Fristberechnung, §§ 186 ff. BGB

Beispiel einer fristgerechten ordentlichen Kündigung: Einem Arbeitnehmer soll zum 30.06, also zum Ende des Monats, gekündigt werden.

  • Fristbeginn: Der gekündigte Arbeitnehmer erhält die Kündigung am Montag, dem 02.06. (= Zugang). Für die Berechnung wird dieser Tag nicht mitgerechnet. Fristbeginn ist der darauffolgende Tag, hier der 03.06. um 00:00 Uhr.
  • Fristdauer: in diesem Beispiel vier Wochen gemäß § 622 Abs. 1 BGB
  • Fristende: Die Frist endet mit dem Ablauf des Tages der letzten (vierten) Woche, welcher durch seine Benennung dem Tage entspricht, in den das Ereignis fällt, also Montag, der 30.06., um 24:00 Uhr.

Kündigungsarten: Was sind die Unterschiede?

Zum einen gibt es die ordentliche und die außerordentliche Kündigung, die sich in ihren Voraussetzungen und Folgen unterscheiden. Diese sind der Regelfall. Darüber hinaus gibt es noch weitere spezielle Kündigungsformen.

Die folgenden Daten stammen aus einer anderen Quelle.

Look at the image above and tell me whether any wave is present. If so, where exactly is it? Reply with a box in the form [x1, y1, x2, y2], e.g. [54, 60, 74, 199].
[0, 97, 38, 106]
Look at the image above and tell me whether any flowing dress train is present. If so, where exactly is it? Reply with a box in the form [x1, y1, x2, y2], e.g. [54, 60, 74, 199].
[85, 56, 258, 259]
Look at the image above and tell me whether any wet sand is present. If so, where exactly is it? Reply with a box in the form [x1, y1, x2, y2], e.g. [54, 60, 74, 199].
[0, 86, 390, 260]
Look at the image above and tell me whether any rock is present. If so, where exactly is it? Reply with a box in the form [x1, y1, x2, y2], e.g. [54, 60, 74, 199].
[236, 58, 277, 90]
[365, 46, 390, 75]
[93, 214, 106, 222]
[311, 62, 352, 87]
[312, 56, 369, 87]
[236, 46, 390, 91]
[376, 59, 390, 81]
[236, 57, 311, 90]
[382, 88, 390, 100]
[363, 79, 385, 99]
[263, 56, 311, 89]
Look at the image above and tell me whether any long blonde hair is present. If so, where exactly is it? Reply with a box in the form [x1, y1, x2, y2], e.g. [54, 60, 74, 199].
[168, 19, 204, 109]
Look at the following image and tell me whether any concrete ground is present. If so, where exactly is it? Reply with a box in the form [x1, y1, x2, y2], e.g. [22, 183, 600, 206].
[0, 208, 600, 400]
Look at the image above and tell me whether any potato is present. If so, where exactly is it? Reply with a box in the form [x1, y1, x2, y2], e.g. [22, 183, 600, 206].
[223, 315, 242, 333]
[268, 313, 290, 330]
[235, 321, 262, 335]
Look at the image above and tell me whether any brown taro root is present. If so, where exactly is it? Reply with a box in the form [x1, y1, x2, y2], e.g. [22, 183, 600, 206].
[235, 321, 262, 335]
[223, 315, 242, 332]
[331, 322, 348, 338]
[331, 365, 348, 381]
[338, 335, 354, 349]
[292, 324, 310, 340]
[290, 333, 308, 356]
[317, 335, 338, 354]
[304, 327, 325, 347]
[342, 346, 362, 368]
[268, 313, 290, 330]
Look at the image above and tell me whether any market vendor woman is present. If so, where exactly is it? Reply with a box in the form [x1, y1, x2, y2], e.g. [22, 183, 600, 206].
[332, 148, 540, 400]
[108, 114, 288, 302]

  • Ordentliche Kündigung: Bei dieser Kündigung muss eine Kündigungsfrist eingehalten werden (siehe auch Kapitel 01.) in diesem Leitfaden). Wenn das Kündigungsschutzgesetz anwendbar ist, dann muss der Arbeitgeber im Falle eines Kündigungsschutzprozesses begründen, warum die Kündigung sozial gerechtfertigt ist (siehe auch Kapitel 03.).
  • Außerordentliche oder fristlose Kündigung: Bei dieser Kündigung ist keine Kündigungsfrist zu beachten. Allerdings braucht es einen wichtigen Grund.
  • Änderungskündigung: Der Arbeitgeber will durch diese Kündigung das Arbeitsverhältnis neugestalten. 
  • Verdachtskündigung: Kündigungsgrund bei der Verdachtskündigung ist nicht eine Pflichtverletzung an sich, sondern der dringende Verdacht einer strafbaren Handlung oder einer schwerwiegenden Verfehlung.
  • Druckkündigung: Vom Arbeitgeber wird die Entlassung eines bestimmten Arbeitnehmers verlangt, z. B. durch einen Teil der Belegschaft oder Kunden unter Androhung von schweren Nachteilen. 

Allgemeiner Kündigungsschutz: Was ist im Kündigungsschutzgesetz (KSchG) geregelt?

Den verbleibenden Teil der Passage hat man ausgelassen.